News of the fiftieth anniversary of the closure of the West Cork railway reminded me of the torn cords incident.
As a child, I lived in Glengarriff Road in Bantry. The entrance to the nearby Boys' Club was at the place where a railway bridge had crossed our road in the days of the West Cork railway. There was a sloping wall separating the grassy embankment from the road running through the Boys' Club.
One afternoon in the 1970s I spent a pleasant hour or so using the slope as a slide. To use a Cork expression, I didn't have much "cop on" at the time and I was sliding in my brown cords on rough concrete! Needless to say, I tore a hole in the seat of my cords!
I walked home in a panic, wondering how my mother would react. I decided to postpone the inevitable by hiding the torn area. This necessitated sitting down as much as possible. When I had to fetch something for my mother I would sidle around the house with my back to the wall.

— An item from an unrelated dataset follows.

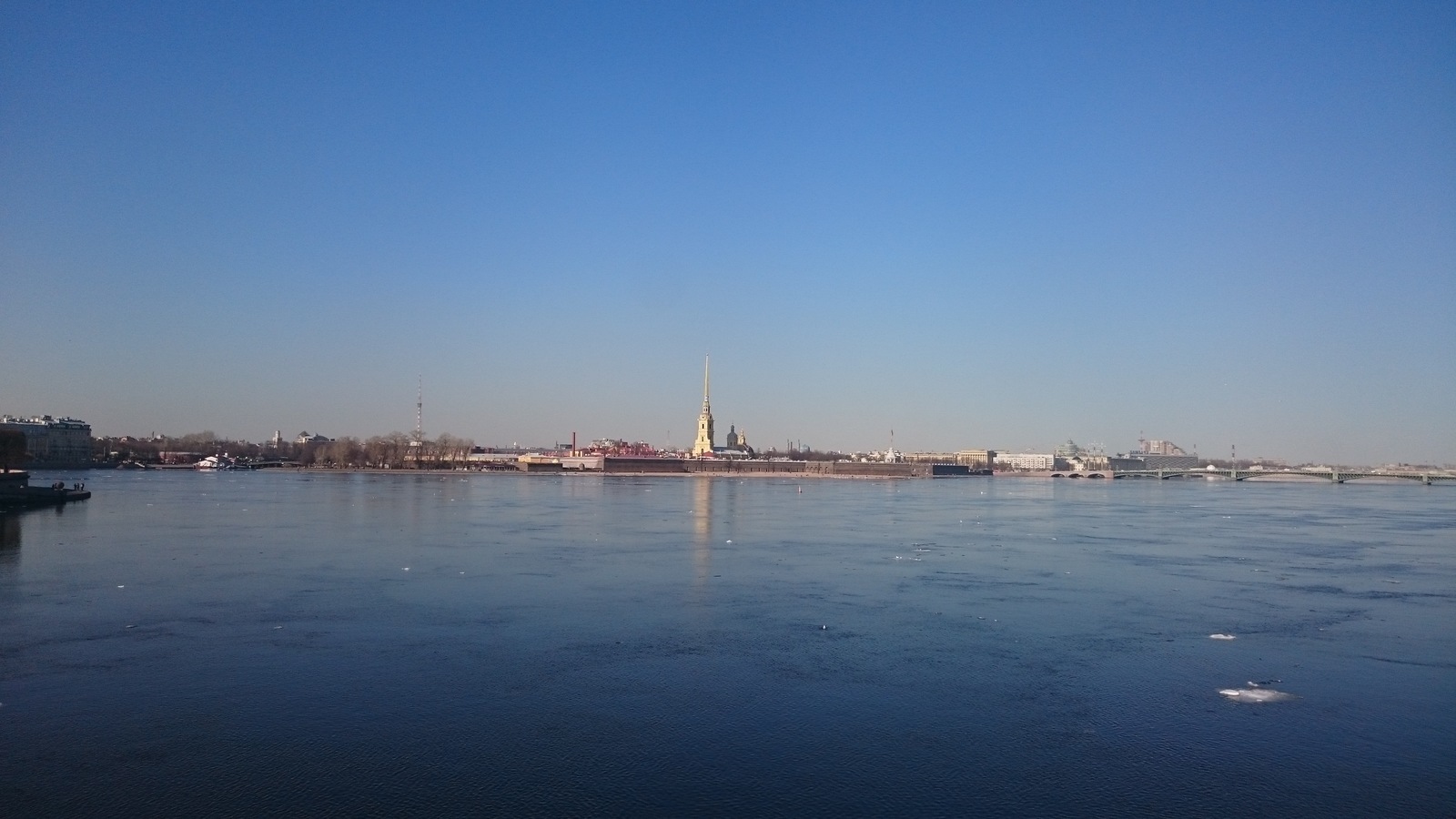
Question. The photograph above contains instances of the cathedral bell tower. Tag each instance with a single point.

I really thought I had her fooled but she must have copped on because she sent me down the road on an errand.
Since backing along the fronts of the other houses would have looked silly, I had no choice but to run as quickly as I could from our house in the hope that my mother would not notice my rear end! I was barely (no pun intended!) past the second house when I heard her call me back.
I froze and then slowly turned around, Frank Spencer style, to see my mother beckoning me back to our door.
I think she was more amused at my vain attempt to deceive her than annoyed about the torn cords.
Naturally, she had a solution. The next morning I was sent out wearing the same brown cords with the two back pockets removed and sewn into the seat to cover the rip.
A decade later in Dublin, I had a guitar playing friend who sported a pair of faded denims with quilted patches sewn into the seat. I realised then what I had not realised on that morning in the seventies: instead of being embarrasssed about my patched rear end, I could have turned it into a fashion statement.